We started our week of medical clinics at Madonsa where we saw 322 patients. There were no surprises other than a late afternoon hailstorm, followed by a thunderstorm as we're examining children outside. The medical team got their feet wet, so to speak and finished off the day feeling more comfortable about the types of children and adults that will be seen for the rest of the week. We were visited by two doctors from Baylor, who joined us in seeing patients and it was comforting to know that our approach and treatment of common diseases was in harmony with what the Baylor team has been doing.

Day two:

Day two was spent at Makholweni where we saw 400 patients. Today was a difficult day for many of us as we began to see the impact of the epidemic of HIV and AIDS and the general well-being, both health and spiritual, of the patients that we saw. I took care of an 11-year-old girl who'd been raped and needed to be examined. I was fortunate to have Teresa, Jackie, a Children's Cup missionary and one of the teachers get her to trust me to do the examination. A 14-year-old boy with HIV, who had been on ARV medication, looking very sick told us that he had stopped taking his medications, because his grandmother refused to allow him to do so. She couldn't believe that a child 14 years of age could have HIV and AIDS. We are struggling now with finding a way to convince her to let him take his medication.

A young lady whom I wrote about a year ago, who has a seizure disorder and was raped, came back to the clinic today and had a seizure right in front of us. You may recall that when she falls she hits the right side of her face. And today was no exception. It was clear that she had been having multiple seizures, and her face was severely bruised and swollen on the right side. We saw two children with severe asthma, who required immediate intervention. And there were many more.

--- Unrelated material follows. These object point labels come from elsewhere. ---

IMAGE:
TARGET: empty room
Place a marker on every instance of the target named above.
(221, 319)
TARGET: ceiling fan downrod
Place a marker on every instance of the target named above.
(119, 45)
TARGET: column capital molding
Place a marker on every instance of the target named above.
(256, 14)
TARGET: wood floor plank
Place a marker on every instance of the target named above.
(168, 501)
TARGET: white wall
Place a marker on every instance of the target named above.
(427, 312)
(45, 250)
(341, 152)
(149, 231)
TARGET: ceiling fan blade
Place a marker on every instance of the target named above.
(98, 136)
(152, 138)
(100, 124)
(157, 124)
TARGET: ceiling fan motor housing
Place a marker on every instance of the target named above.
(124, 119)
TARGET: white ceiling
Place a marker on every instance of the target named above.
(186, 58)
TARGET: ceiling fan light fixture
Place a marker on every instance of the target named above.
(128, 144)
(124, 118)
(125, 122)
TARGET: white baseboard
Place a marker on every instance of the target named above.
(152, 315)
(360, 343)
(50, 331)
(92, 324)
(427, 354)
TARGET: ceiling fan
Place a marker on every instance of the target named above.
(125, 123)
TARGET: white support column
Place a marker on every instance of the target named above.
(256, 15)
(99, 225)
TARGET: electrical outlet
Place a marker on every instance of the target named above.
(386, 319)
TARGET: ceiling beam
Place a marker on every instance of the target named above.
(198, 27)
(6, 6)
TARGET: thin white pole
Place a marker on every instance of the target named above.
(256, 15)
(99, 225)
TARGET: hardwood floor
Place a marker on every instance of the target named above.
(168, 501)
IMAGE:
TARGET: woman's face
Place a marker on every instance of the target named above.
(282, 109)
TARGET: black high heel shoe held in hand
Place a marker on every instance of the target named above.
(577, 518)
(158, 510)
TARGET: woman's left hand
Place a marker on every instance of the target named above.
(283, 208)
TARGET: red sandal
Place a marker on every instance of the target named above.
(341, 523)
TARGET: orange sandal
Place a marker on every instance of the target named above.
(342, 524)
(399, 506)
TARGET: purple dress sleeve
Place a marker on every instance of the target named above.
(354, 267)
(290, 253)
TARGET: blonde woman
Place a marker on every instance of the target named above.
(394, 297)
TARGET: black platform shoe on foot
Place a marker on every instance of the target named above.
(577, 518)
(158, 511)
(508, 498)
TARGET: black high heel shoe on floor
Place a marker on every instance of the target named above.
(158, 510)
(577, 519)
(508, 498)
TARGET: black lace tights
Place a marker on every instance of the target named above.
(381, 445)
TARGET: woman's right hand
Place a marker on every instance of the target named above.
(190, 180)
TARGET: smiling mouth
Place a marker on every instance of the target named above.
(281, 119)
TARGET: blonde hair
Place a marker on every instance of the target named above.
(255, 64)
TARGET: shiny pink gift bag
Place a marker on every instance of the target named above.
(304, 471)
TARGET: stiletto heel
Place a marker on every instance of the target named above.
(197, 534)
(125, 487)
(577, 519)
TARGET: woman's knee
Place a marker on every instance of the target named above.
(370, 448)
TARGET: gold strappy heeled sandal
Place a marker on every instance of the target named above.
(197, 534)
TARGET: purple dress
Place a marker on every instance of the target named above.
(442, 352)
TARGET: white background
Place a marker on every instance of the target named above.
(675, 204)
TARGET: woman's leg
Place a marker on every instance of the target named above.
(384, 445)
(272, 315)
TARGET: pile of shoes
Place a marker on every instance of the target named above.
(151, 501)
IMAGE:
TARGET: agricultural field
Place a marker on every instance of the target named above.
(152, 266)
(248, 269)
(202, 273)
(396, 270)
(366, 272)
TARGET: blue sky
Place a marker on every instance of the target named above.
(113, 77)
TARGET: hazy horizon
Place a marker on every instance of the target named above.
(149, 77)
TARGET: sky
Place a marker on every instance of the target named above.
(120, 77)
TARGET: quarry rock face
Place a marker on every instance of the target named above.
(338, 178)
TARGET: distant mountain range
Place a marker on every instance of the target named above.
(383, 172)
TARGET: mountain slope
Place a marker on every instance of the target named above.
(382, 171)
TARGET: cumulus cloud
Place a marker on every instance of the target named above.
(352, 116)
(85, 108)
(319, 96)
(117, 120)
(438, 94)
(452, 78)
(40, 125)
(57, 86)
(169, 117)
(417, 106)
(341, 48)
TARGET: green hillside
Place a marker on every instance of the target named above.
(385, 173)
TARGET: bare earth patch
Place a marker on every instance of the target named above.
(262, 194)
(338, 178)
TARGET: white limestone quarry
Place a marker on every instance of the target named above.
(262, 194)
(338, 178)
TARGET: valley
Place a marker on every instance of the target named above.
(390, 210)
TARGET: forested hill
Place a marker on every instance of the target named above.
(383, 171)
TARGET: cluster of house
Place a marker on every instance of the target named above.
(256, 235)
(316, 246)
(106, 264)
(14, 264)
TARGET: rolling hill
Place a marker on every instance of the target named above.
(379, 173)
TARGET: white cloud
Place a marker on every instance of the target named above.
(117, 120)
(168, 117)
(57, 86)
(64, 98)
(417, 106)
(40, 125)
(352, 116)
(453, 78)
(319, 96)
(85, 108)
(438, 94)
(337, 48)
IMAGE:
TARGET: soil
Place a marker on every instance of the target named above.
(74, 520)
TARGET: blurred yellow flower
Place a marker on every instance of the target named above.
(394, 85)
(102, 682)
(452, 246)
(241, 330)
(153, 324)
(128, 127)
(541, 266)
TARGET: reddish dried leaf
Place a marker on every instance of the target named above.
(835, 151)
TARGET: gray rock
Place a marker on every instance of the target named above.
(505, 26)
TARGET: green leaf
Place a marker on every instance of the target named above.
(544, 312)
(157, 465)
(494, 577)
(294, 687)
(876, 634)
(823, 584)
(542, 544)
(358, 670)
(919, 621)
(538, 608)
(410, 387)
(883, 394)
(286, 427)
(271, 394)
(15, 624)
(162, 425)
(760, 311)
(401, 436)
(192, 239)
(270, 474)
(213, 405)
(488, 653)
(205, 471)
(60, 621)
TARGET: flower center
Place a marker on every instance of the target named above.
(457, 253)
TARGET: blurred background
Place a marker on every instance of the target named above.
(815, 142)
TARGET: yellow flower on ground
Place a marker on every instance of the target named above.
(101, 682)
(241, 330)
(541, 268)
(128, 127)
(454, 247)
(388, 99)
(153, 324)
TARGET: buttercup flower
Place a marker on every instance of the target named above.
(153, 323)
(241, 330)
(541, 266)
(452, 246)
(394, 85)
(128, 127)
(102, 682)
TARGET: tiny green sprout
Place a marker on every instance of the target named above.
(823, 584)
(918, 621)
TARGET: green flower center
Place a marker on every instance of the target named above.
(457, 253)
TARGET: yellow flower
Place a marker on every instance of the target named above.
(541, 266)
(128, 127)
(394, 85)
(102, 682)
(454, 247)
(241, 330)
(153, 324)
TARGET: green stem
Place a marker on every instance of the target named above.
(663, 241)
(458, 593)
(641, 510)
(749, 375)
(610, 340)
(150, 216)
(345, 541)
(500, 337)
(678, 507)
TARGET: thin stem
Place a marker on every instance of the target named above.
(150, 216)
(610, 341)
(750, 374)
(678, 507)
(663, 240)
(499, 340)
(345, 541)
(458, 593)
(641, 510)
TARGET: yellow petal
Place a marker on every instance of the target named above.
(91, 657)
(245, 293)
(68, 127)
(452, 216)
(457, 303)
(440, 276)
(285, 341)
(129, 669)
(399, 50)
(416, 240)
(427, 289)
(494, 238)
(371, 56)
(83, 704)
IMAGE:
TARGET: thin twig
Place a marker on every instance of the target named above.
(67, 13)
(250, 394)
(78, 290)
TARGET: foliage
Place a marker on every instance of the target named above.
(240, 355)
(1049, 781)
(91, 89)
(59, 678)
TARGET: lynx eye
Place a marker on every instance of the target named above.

For what it's worth, I continue to be amazed at the resilience of those who have not. And what is more amazing is to see that regardless of what is happening to them they maintain a sense of dignity and continue to hold their head high as best they can under the circumstances. The young lady who had a seizure clearly demonstrated this. As she was recovering from her seizure and still incoherent, she reached for a paper towel that we brought to clean her face with and took it herself and started to brush herself off.

There's more to come as the week moves forward. There is more for us to see and more for us to realize how fortunate we are to have the blessings that have been bestowed on us. Being humbled is a difficult thing to experience. Today was a very humbling day.